ValueError – If any individual state has a memory scaling metric greater than the maximum allowed value.

Return type:

None

Example:

# Load individual states
batcher.load_states([state1, state2, state3])

# Or load a batched state that will be split
batcher.load_states(batched_state)

# Or load states from an iterator
batcher.load_states(state_generator())

Notes

This method resets the current state indices and completed state tracking, so any ongoing processing will be restarted when this method is called.

next_batch(updated_state, convergence_tensor)[source]

Get the next batch of states based on convergence.

Removes converged states from the batch, adds new states if possible, and returns both the updated batch and the completed states. This method implements the core dynamic batching strategy of the InFlightAutoBatcher.

Parameters:
  • updated_state (SimState | None) – Current state after processing, or None for the first call. Contains shape information specific to the SimState instance.

  • convergence_tensor (Tensor | None) – Boolean tensor with shape [n_batches] indicating which states have converged (True) or not (False). Should be None only for the first call.

Returns:

tuple[SimState | None, list[SimState]] | tuple[SimState | None,

list[SimState], list[int]]: - If return_indices is False: Tuple of (next_batch, completed_states)

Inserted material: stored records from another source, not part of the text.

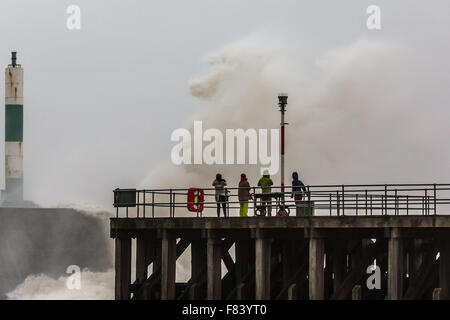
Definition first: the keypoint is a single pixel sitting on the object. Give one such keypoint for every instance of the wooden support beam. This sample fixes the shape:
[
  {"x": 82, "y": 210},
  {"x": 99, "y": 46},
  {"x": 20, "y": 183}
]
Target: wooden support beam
[
  {"x": 168, "y": 265},
  {"x": 444, "y": 269},
  {"x": 339, "y": 263},
  {"x": 316, "y": 271},
  {"x": 262, "y": 266},
  {"x": 289, "y": 262},
  {"x": 198, "y": 257},
  {"x": 123, "y": 268},
  {"x": 214, "y": 267},
  {"x": 243, "y": 253},
  {"x": 395, "y": 266}
]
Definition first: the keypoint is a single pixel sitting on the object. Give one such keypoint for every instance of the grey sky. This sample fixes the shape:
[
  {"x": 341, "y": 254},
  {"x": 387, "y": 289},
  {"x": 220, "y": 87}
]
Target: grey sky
[{"x": 100, "y": 103}]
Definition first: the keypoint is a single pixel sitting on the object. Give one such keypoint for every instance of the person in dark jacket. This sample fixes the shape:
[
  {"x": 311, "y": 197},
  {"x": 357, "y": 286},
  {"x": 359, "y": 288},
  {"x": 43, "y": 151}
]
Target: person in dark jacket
[
  {"x": 221, "y": 196},
  {"x": 298, "y": 188},
  {"x": 266, "y": 187},
  {"x": 244, "y": 195}
]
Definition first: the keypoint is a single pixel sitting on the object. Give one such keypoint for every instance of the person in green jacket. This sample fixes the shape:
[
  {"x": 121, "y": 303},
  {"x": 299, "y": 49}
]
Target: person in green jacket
[{"x": 265, "y": 183}]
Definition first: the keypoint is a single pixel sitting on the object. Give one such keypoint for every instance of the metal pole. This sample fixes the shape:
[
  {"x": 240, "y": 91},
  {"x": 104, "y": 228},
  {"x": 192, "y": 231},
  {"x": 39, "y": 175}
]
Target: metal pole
[
  {"x": 282, "y": 101},
  {"x": 434, "y": 198}
]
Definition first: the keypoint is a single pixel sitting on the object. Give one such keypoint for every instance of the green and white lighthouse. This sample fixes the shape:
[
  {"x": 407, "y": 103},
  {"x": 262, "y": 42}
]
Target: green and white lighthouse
[{"x": 13, "y": 132}]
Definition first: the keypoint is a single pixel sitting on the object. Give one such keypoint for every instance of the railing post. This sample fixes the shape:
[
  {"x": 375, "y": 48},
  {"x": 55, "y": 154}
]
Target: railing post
[
  {"x": 434, "y": 196},
  {"x": 371, "y": 207},
  {"x": 170, "y": 203},
  {"x": 331, "y": 205},
  {"x": 385, "y": 198},
  {"x": 137, "y": 203},
  {"x": 338, "y": 203},
  {"x": 407, "y": 204},
  {"x": 153, "y": 204},
  {"x": 366, "y": 200},
  {"x": 144, "y": 203},
  {"x": 396, "y": 203},
  {"x": 174, "y": 205}
]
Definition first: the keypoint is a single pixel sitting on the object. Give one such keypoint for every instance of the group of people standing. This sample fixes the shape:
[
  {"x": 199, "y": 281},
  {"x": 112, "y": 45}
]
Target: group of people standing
[{"x": 244, "y": 195}]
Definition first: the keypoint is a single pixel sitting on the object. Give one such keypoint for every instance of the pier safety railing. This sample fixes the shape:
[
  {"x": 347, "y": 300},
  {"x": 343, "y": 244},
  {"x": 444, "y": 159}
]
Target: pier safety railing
[{"x": 331, "y": 200}]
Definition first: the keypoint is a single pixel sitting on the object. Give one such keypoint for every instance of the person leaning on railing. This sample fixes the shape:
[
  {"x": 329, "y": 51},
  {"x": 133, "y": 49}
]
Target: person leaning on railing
[
  {"x": 244, "y": 195},
  {"x": 265, "y": 183},
  {"x": 297, "y": 188},
  {"x": 221, "y": 195}
]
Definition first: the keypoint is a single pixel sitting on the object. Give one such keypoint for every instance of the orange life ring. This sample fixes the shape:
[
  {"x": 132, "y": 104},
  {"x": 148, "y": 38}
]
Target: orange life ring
[{"x": 196, "y": 198}]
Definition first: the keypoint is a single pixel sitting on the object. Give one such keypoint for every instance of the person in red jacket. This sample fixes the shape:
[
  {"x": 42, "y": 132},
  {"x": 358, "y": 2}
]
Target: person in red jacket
[{"x": 244, "y": 195}]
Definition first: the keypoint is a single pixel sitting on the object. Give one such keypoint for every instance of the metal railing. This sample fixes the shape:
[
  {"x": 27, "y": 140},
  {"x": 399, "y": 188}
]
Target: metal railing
[{"x": 331, "y": 200}]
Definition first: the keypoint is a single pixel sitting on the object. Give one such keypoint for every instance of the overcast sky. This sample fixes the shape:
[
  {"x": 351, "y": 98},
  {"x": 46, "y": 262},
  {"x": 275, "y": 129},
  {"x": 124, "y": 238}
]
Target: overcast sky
[{"x": 101, "y": 102}]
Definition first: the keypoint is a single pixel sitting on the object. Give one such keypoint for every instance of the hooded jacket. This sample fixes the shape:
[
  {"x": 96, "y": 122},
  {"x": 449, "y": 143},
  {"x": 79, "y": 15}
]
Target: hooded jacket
[
  {"x": 244, "y": 190},
  {"x": 265, "y": 183},
  {"x": 297, "y": 184}
]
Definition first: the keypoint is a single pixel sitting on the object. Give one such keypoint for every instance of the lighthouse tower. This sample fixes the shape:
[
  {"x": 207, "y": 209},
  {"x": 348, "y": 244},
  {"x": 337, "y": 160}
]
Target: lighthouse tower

where next_batch is a SimState or None if all states are processed, and completed_states is a list of SimState objects.

  • If return_indices is True: Tuple of (next_batch, completed_states, indices) where indices are the current batch’s positions.

Raises:

AssertionError – If convergence_tensor doesn’t match the expected shape or if other validation checks fail.

Return type:

tuple[SimState | None, list[SimState]] | tuple[SimState | None, list[SimState], list[int]]

Example:

# Initial call
batch, completed = batcher.next_batch(None, None)

# Process batch and check for convergence
batch = process_batch(batch)
convergence = check_convergence(batch)

# Get next batch with converged states removed and new states added
batch, completed = batcher.next_batch(batch, convergence)

Notes

When max_iterations is set, states that exceed this limit will be forcibly marked as converged regardless of their actual convergence state.

restore_original_order(completed_states)[source]

Reorder completed states back to their original sequence.

Takes states that were completed in arbitrary order and restores them to the original order they were provided in. This is essential after using the hot-swapping strategy to ensure results correspond to input states.

Parameters:

completed_states (list[SimState]) – Completed states to reorder. Each SimState contains simulation data with shape specific to its instance.

Returns:

States in their original order, with shape information

matching the original input states.

Return type:

list[SimState]

Raises:

ValueError – If the number of completed states doesn’t match the number of completed indices.

Example:

# After processing with next_batch
all_completed_states = []

# Process all states
while batch is not None:
    batch = process_batch(batch)
    convergence = check_convergence(batch)
    batch, new_completed = batcher.next_batch(batch, convergence)
    all_completed_states.extend(new_completed)

# Restore original order
ordered_results = batcher.restore_original_order(all_completed_states)

Notes

This method should only be called after all states have been processed, or you will only get the subset of states that have completed so far.